559.7
The 'indignados' in Space & Time: Transnational Networks & Historical Roots

Tuesday, 12 July 2016: 16:15
Location: Hörsaal BIG 2 (Main Building)
Oral Presentation
Ruben DIEZ GARCIA, Carlos III University of Madrid, Spain
This paper analyses one of the most interesting movements that arose in Spain since the end of oppositional movements to Franco's dictatorship in the late seventies. My approach to this social movement in Spain, the May 15th Movement, focuses on frame analysis and its collective identity, and emphasizes its social reflexivity, its transversal character and its internationalization (Laraña & Díez, 2012).

The first aim of the paper is to tackle the internationalization of the Spanish 15M, focusing my interests on the role played by transnational networks of ‘indignados’ (or ‘occupiers’) in the spread and resonance of their calls and messages. With the aim of contributing to a wider understanding of this phenomenon I emphasize the usefulness of considering democracy as an open and dynamic process constantly threatened by oligarchical tendencies.

Secondly, I emphasize the relationship of continuity between the 15M and the American New Left of the 1960s, with whom the ‘indignados’ share some goals and common traits, such as its non-violent character and its demand of a ‘participatory democracy’ (ibid.). 

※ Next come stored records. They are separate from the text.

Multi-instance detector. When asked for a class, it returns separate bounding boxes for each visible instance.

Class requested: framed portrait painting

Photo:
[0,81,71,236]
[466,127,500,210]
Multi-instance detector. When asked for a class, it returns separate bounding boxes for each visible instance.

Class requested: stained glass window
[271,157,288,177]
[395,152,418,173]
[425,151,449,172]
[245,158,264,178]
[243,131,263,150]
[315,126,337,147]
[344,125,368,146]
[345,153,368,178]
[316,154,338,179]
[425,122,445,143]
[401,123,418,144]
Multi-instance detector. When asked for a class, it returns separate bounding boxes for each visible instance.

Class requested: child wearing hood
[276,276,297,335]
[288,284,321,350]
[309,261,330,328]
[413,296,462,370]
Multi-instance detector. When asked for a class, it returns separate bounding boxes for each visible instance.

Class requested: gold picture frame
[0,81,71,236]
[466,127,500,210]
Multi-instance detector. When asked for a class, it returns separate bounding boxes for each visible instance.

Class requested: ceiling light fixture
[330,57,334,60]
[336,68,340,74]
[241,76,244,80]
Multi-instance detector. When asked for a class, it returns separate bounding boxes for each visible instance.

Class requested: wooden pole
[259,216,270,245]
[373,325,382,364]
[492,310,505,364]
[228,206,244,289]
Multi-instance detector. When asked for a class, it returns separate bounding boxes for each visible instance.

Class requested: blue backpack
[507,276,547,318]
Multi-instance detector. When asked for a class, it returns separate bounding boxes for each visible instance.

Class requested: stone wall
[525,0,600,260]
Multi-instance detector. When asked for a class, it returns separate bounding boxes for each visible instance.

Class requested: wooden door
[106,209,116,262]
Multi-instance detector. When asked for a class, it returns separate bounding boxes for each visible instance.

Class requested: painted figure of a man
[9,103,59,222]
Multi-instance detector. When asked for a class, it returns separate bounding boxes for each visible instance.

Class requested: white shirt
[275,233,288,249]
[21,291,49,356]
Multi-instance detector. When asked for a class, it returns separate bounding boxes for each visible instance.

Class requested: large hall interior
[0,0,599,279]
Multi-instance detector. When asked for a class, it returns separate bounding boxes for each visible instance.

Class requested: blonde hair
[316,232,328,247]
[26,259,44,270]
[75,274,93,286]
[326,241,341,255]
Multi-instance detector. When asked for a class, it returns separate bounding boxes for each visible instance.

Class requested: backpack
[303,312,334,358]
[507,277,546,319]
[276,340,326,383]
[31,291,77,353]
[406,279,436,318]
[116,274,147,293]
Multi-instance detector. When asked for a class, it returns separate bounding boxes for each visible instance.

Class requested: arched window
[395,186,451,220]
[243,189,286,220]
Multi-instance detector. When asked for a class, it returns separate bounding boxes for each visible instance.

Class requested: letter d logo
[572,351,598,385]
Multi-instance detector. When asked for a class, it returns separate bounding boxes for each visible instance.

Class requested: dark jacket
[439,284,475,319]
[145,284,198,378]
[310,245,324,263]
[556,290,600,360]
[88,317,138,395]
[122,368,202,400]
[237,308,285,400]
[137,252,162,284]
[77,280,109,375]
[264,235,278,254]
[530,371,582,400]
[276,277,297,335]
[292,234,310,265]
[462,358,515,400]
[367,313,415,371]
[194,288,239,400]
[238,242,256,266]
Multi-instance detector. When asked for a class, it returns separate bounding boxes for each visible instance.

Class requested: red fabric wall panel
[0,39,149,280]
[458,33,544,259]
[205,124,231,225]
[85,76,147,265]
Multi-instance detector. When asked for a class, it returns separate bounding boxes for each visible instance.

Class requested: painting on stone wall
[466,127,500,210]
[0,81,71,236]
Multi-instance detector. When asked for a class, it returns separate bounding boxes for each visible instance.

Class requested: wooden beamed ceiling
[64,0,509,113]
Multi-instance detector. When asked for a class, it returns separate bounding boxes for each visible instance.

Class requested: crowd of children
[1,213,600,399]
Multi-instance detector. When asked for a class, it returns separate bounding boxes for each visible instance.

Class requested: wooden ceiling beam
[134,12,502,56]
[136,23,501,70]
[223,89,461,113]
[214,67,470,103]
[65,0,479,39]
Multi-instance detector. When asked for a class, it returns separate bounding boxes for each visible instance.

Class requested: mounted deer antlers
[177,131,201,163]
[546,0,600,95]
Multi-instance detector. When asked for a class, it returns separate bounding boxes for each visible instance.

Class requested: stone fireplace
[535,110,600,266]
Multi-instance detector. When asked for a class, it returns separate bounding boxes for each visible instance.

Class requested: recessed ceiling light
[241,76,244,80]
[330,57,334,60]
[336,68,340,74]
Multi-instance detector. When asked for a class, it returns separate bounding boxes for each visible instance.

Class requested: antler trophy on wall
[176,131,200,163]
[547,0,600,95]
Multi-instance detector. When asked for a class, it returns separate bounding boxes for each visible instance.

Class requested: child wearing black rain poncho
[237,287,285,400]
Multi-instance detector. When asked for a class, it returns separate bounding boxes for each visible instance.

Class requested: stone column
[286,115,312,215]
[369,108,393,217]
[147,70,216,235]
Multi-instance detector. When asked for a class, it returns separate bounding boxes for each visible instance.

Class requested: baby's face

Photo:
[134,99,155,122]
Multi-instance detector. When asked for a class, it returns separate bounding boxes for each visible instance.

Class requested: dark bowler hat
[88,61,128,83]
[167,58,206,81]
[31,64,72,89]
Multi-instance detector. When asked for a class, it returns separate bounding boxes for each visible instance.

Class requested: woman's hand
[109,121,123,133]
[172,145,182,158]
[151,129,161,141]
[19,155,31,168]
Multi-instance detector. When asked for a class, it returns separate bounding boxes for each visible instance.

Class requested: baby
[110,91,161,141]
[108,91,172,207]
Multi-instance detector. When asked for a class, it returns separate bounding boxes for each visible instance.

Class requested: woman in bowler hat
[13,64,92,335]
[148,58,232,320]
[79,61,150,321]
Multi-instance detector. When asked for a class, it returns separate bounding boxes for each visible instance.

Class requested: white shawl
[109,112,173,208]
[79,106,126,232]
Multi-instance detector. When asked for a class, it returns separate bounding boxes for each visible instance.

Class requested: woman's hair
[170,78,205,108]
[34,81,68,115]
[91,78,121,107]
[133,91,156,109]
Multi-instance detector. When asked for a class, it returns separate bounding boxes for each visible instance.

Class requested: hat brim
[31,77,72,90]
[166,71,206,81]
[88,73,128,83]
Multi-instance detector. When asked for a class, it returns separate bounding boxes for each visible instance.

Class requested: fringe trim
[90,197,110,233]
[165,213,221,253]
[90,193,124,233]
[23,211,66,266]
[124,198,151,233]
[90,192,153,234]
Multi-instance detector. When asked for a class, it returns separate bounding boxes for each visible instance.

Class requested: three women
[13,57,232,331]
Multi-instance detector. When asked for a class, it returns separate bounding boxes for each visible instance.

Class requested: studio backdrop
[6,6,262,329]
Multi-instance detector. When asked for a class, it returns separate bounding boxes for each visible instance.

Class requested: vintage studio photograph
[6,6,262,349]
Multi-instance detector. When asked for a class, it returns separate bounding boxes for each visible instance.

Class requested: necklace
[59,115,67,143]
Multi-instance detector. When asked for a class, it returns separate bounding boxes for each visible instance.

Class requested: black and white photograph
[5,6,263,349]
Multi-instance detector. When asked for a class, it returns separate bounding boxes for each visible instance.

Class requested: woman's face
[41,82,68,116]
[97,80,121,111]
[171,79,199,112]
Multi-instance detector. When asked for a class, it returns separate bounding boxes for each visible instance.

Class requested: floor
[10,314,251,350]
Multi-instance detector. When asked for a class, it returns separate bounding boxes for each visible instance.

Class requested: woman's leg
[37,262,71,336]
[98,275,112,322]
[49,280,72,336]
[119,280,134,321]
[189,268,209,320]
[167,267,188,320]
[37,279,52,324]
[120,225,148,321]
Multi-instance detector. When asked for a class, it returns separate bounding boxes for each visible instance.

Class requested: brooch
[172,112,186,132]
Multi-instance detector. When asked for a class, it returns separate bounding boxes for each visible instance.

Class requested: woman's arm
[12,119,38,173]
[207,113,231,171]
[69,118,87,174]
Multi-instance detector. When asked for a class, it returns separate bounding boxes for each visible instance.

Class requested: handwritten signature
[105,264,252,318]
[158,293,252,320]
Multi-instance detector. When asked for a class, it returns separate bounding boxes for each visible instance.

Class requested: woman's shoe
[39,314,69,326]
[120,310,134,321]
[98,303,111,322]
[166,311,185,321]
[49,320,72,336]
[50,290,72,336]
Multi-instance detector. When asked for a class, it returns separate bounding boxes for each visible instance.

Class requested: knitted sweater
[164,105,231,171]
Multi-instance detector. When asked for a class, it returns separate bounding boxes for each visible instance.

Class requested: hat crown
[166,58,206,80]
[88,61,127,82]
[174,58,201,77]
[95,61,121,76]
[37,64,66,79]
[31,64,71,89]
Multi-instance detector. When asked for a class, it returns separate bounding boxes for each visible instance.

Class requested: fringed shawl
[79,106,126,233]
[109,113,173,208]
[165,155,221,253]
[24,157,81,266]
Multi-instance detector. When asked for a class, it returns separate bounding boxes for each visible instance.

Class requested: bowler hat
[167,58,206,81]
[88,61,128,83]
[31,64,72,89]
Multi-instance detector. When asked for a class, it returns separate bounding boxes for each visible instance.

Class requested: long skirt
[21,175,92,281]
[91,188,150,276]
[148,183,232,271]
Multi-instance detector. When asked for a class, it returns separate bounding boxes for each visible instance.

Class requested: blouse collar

The international scope and global resonance of this movement also illustrates its transversal character, given that its calls, messages, demands and forms of action went beyond the four cardinal points, as expressed one of the most chanted slogans in the Spanish mobilizations: “From the North to the South / from the East to the West / the struggle continues / whatever it takes”. But its transversal character, not only cuts across different territories, cultures and socioeconomics contexts, but across different ideologies, activists traditions and NSM.